US officials downplay the idea that storing Russian tactical nukes in Belarus will impact the war in Ukraine, which is already well within range of the Kremlin’s vast nuclear arsenal. But the announcement might be a provocation aimed at rattling Western public opinion against helping Ukraine as Russia struggles on the battlefield. Also, there’s currently no clear path forward for a negotiated settlement despite last week’s high-stakes meeting between Putin and China’s Xi Jinping.
Russia has often played up its nuclear rhetoric when things are not going well in Ukraine. In fact, Putin reportedly considered using tactical nukes last fall but finally decided against it. Still, the fact that the nuclear option is on the table at all should be alarming to anyone.
Israel is on fire. Will Bibi freeze the judicial overhaul?
Tens of thousands of Israelis left their beds and hit the streets late on Sunday night after news broke that Israeli PM Benjamin “Bibi” Netanyahu fired his defense minister, Yoav Gallant. Then on Monday, thousands of demonstrators descended on Jerusalem to protest outside the Knesset (parliament).

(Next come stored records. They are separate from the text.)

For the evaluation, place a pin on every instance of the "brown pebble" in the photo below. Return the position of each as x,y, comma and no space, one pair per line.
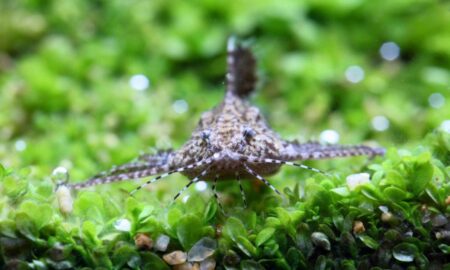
386,217
175,257
143,241
208,264
358,227
183,266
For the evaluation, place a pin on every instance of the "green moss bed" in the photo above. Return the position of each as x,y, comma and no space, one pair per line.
68,104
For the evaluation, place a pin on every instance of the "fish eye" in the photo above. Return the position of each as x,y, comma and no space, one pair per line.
248,133
205,134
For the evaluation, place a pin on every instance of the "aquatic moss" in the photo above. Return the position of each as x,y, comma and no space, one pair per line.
66,101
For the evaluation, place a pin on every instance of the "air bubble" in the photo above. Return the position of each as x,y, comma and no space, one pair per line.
390,51
180,106
329,136
201,186
20,145
445,126
436,100
354,74
380,123
139,82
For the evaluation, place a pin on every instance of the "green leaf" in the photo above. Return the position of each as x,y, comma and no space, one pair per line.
40,213
26,226
89,205
246,246
369,241
189,230
264,235
124,254
420,174
283,216
296,259
8,228
396,194
151,261
234,228
273,222
210,212
174,216
89,231
251,265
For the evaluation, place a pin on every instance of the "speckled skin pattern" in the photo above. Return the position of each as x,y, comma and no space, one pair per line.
231,141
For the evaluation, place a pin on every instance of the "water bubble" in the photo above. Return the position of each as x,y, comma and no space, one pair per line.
380,123
162,242
203,249
404,252
20,145
357,179
321,240
390,51
123,225
329,136
436,100
208,264
201,186
180,106
139,82
60,175
354,74
383,208
445,126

Also, Israel’s biggest trade union joined calls for a general strike for the first time since the creation of the modern state, resulting in Ben Gurion International Airport suspendingall departing flights.
Quick recap: Gallant was the first member of Bibi’s Likud party to have called for the government to suspend judicial reform legislation. A former navy commando, Gallant had demanded a halt on the grounds that the reforms were imperiling national security after scores of soldiers and army reservists said they wouldn't show up for training.

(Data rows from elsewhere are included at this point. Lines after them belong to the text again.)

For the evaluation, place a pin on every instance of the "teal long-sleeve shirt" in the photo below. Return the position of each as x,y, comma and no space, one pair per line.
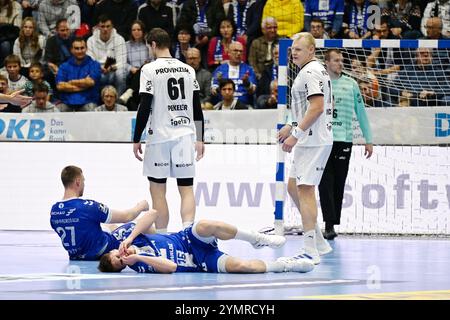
348,99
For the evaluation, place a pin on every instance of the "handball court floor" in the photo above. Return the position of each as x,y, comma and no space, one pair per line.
35,267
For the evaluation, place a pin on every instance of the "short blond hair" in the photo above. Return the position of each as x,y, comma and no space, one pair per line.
308,36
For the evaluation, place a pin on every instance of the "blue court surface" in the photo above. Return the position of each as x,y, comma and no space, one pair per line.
35,267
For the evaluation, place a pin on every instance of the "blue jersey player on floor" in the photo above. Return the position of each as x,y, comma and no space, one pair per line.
77,221
193,249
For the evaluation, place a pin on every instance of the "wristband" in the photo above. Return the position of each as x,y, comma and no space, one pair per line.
298,132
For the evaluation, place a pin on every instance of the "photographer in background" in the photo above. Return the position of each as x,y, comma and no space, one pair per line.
108,48
205,15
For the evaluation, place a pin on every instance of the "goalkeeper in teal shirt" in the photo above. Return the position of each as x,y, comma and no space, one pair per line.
347,99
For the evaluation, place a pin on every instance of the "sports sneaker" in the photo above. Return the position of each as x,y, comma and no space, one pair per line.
296,264
313,255
268,240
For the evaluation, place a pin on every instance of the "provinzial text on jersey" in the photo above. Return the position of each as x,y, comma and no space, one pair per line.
172,70
177,107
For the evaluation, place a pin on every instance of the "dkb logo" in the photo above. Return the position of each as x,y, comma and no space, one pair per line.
442,124
15,129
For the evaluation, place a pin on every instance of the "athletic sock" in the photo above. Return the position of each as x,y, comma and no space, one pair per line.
248,236
310,240
274,266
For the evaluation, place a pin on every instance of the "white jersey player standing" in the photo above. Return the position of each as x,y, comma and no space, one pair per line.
311,135
170,107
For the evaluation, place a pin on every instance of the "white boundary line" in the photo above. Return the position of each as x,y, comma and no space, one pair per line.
208,287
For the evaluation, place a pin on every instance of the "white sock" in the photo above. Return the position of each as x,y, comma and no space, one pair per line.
187,224
248,236
274,266
310,240
319,235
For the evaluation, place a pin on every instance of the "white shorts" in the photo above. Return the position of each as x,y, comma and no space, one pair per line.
175,158
308,164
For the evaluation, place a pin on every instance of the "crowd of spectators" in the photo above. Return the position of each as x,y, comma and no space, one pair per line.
85,55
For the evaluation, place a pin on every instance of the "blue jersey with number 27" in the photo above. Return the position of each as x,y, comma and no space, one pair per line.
77,223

With Israel's economy at a standstill, all eyes are now on Netanyahu, who is reportedly planning to announce that he’ll put his plans on ice. But his national address has been delayed.
Meanwhile, high-profile government ministers — including Justice Minister Yair Levin, the architect of the controversial reforms — said they would support the PM if he halts the legislation, fearing it will lead to the collapse of the government. That’s a non starter for far-right National Security Minister Itamar Ben Gvir, who threatened to topple the government if it backs down on the changes.
Still, many analysts and academics now believe that Netanyahu, the ultimate political survivor, has overplayed his hand this time around and that nothing will placate protesters but the end of the Bibi era once and for all.